Liderado por pesquisadores da Universidade de Princeton, EUA, o estudo englobou oito análises de mais de 1 milhão de postagens no Facebook e quase 45 mil publicações no Twitter feitas por usuários americanos nos períodos entre janeiro e agosto de 2017 e agosto de 2020 a fevereiro de 2021, além de dois experimentos online envolvendo cerca de 1,5 mil participantes realizados entre janeiro de 2020 e dezembro de 2021. O trabalho revelou que publicações que provocam indignação moral, definida pelos pesquisadores como uma combinação de raiva e nojo, geram mais engajamento e são mais compartilhadas independente da qualidade e da veracidade das informações, muitas vezes sem que os usuários nem sequer leiam o conteúdo.

"A indignação moral tem diversas propriedades distintas que podem promover a disseminação de desinformação", observam no artigo na Science. "Primeiro, a indignação é altamente engajante: postagens nas redes sociais que expressam indignação são mais curtidas e compartilhadas, treinando os usuários a expressar mais indignação e os algoritmos, a amplificá-la.
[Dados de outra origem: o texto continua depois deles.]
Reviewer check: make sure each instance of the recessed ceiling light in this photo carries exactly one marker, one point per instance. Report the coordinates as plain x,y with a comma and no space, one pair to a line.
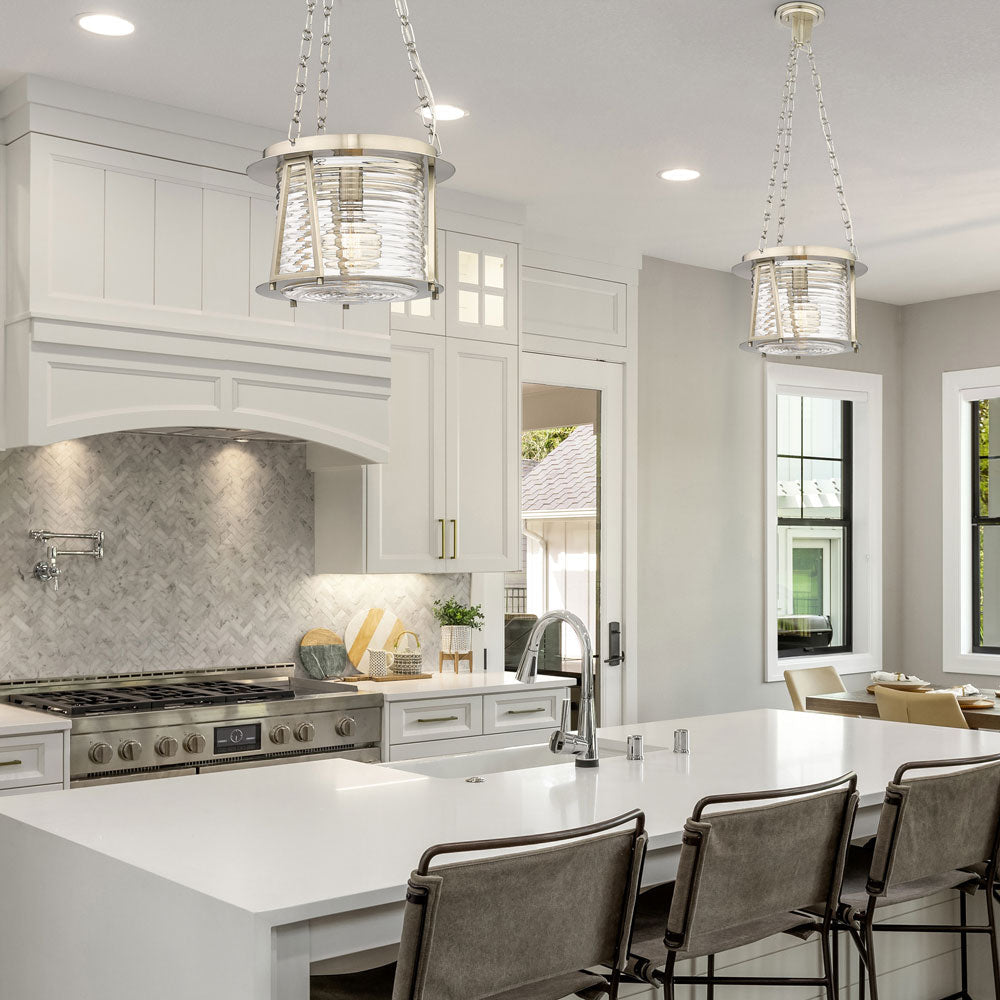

Segundo, expressões de indignação podem atender objetivos de comunicação que não dependem da veracidade da informação, como sinalizar lealdade a um grupo político ou difundir uma posição moral. Terceiro, indivíduos que expressão indignação são vistos como mais confiáveis. Isto sugere que veículos noticiosos podem ganhar credibilidade ao publicarem conteúdos indignantes".

Diante disso, os pesquisadores também investigaram como a indignação motiva o compartilhamento de desinformação, em especial a diferenciação entre motivações "epistêmicas", isto é, associadas à precisão da informação, e "não epistêmicas", ou seja, motivações indiferentes à veracidade e acurácia da informação, incluindo demonstrações de caráter político-ideológico ou simplesmente uma resposta habitual a um estímulo.

"Nossos resultados sugerem que a desinformação que provoca indignação pode ser difícil de mitigar com contramedidas que focam nas motivações epistêmicas, como alertas para levar em conta a veracidade antes de compartilhar conteúdos", avaliam. "Ao contrário, nossos resultados são condizentes com recentes evidências de que os usuários de mídias sociais algumas vezes compartilham informações que sabem não serem verdadeiras para satisfazer motivações não epistêmicas, como sinalizar sua afiliação política ou posição moral, apesar dos possíveis custos à sua reputação".

Neste ponto, os pesquisadores ressaltam que o custo à reputação de compartilhar informações sabidamente falsas pode ser mitigado justamente pelo seu caráter indignante, com os usuários podendo alegar que apenas queriam indicar que a informação seria revoltante "se fosse verdade", preservando sua credibilidade epistêmica ao mesmo tempo que colhem benefícios morais. Além disso, destacam, o compartilhamento sem leitura de conteúdos que geram indignação é condizente com a possibilidade de que a indignação alimente um hábito de compartilhamento que pode ajudar a disseminar desinformação.

“Com o tempo, curtidas e compartilhamentos ensinam as pessoas a expressar mais indignação", resumiu William Brady, professor da Universidade Northwestern, também nos EUA, e outro coautor do estudo, em comunicado divulgado pela instituição. "Dada nossa tendência de compartilhar indignação ser tão reforçada, podemos até compartilhar apenas por hábito, sem parar para ler o artigo antes. E este processo facilita a disseminação da desinformação ao sugerir que as pessoas estão prestando menos atenção à veracidade da informação".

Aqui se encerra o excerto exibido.